How to Make Wood Wicks for Candles

Wooden wicks are easy to light, are known for their natural burning quality, versatility with different types of wax and the crackling campfire glow they emit when lit. Best of all, they're not difficult to make and can save you money in the craft store -- that's more money for wax and other supplies.

Make your own wood wicks instead of purchasing them. (Image: Image by Tim & Mary Vidra)

Things You'll Need

For Wicks: Balsa wood sticks, 1/4 by 1/16 by 32 inches Scissors Olive oil Flat dish Paper towel Wood wick tabs

Tip: Both hard and soft woods can be used to make wood wicks. Balsa wood sticks are long, lightweight wooden craft sticks that can be found at most hobby stores. They are budget-friendly and come in several different sizes, which can all be made into wood wicks using this method.

For Candles: Glass jars Wax adhesive Paraffin, soy or beeswax Spouted glass or metal container Heat-safe gloves, pot holder or oven mitt Large bowl * Tongs

Step : Cut the Balsa Wood

Use scissors or a wick trimmer to cut the wood to size. (Image: Image by Tim & Mary Vidra)

To make these wood wicks, snip the balsa wood stick to your desired wick size. If making the wicks for a specific candle project, cut the wood about 1 inch above your glass candle jar.

Step 1: Soak and Coat the Wood

Soak in clean olive oil for cleaner burning. (Image: Image by Tim & Mary Vidra)

Soak the wood pieces in olive oil for 20 minutes, then remove them and wipe clean with a paper towel. The olive oil coats and soaks into the wood, which will help supplement the burning quality when the candle is lit.

Step 2: Place Wood in Wick Tabs

Wick tabs and clips can be found at most craft stores or online. (Image: Image by Tim & Mary Vidra)

Push the oil-treated wood pieces into wick tabs, and they're ready for use in your next candle-making project.

Step 3: Adhere Tabs to Bottom of the Jars

Center the wick in the jar. (Image: Image by Tim & Mary Vidra)

Using wax adhesive, press the wick tab onto the bottom center of the glass jar. The adhesive will help keep the wick centered after the wax is poured.

Tip: Mason jars, jelly jars and baby food jars all make recyclable options for candle-making.

Step 4: Cut Wax for Melting

Wax melts quicker when cut into smaller pieces. (Image: Image by Tim & Mary Vidra)

Cut blocks of wax into pieces, placing into a spouted glass or metal container. Keeping food safety in mind, use a container specifically for candle-making or craft projects; a heat-resistant glass liquid measuring cup works well, so long as it isn't a part of your kitchen tools.

Step 5: Heat and Melt Wax

Use a hot plate or double boiler to heat up the wax. (Image: Image by Tim & Mary Vidra)
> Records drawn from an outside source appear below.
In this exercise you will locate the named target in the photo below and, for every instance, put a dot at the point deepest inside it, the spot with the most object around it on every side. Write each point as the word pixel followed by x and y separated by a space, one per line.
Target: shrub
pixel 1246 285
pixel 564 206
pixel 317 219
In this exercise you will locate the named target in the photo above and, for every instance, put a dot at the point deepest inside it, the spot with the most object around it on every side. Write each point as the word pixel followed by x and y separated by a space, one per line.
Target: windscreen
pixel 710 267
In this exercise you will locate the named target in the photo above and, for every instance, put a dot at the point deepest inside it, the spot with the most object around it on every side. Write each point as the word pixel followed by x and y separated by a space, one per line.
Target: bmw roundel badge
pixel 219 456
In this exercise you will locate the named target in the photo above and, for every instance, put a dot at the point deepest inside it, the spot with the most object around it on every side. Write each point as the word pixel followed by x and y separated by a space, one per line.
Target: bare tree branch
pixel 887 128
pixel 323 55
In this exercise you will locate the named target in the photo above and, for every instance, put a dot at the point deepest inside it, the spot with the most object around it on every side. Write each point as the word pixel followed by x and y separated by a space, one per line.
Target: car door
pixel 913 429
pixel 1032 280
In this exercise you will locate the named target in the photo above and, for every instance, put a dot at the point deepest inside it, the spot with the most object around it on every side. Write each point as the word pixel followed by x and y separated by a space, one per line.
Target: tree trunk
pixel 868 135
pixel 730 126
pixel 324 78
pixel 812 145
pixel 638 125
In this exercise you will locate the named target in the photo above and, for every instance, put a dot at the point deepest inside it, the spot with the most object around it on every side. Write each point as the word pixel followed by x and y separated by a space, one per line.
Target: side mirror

Heat the wax over a medium-high heat source, such as on a hot plate or in a double boiler, until completely melted to a clear liquid. Do not to touch the hot glass. Add a few drops of your favorite candle fragrance oil at this stage, if you like.

Step 6: Warm the Jars

Warm the glass jars just prior to pouring in the liquid wax; doing so will help prevent jump lines in the finished candle. To warm them, cover them in a sink or bowl with hot water and remove with tongs when ready to pour wax. Dry their insides completely before putting wax in them.

Step 7: Pour Wax Into Jars

Warming the jars beforehand will help prevent jump lines in the finished candle. (Image: Image by Tim & Mary Vidra)

Wearing heat-safe gloves, a hot pad or oven mitt, slowly pour the hot liquid wax into the center of the jar, coating the wooden wick and filling the jar to the base of the rim. Allow the wax to completely cool and harden.

Step 8: Trim Wicks

Don't trim too close to the wax. (Image: Image by Tim & Mary Vidra)

When cool, trim the wooden wick to 1/3 inch above the wax, and they're ready for use.

Tip: Trimming the wicks too close to the wax will make the candle difficult to light.

Step 9: Light Candle

Listen for the slight crackle these wooden wicks will emit when burning. (Image: Image by Tim & Mary Vidra)

Light the wooden wicks. Always keep a burning candle within sight, and use caution when handling the glass containers after a candle has been burning.

Candles make good gifting options and can be made ahead of time to keep on hand for any last-minute gift needs.